L'IA va de plus en plus jouer un rôle dans la préparation des données
Cela ne veut pas dire qu'une partie du processus ne peut pas être automatisé ou tirer partie de l'IA. Bien au contraire. Le rapport souligne en effet, que la plupart des outils de Data Preparation pour le Machine Learning ajoutent de l'IA à leurs solutions pour traiter les tâches répétitives de façon autonome et fournir une meilleure aide pour guider les humains.
L'IA aide par exemple à détecter les anomalies, les schémas récurrents, les correspondances et d'autres aspects du nettoyage des données. Les moteurs d'inférence permettent aussi d'identifier les types de données et les éléments qui ne correspondent pas à la structure d'une donnée particulière. Le tout permet de repérer les problèmes potentiels de qualité ou de formatage et fournit des recommandations sur la façon de nettoyer les données.
Le rapport affirme que les principaux outils de préparation de données du marché, sans exception, s'appuieront sur l'IA d'ici 2021.
Le rapport de Cognilytica explique par ailleurs que les tâches de tagging seront de plus en plus « augmentées » au Machine Learning. L'utilisation de modèles pré-entrainés et l'apprentissage par transfert devraient réduire grandement le recours au travail humain.

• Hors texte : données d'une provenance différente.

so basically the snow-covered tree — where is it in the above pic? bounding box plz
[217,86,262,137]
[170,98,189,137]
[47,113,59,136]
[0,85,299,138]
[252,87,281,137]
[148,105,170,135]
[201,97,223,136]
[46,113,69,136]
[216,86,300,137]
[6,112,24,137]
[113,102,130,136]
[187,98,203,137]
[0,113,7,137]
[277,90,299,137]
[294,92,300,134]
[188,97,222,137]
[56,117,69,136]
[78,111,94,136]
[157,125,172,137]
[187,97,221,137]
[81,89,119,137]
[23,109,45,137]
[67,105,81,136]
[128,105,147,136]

Mais d'ici là, les entreprises qui décident de mener elles-mêmes leurs projets d'IA - plutôt que de reposer sur une technologie tierce - auront tout à gagner à provisionner correctement le tagging en ne sous-estimant pas le besoin humain et à prévoir un budget pour investir en parallèle dans une solution logicielle qui les aidera grandement à préparer leurs données pour le Machine Learning.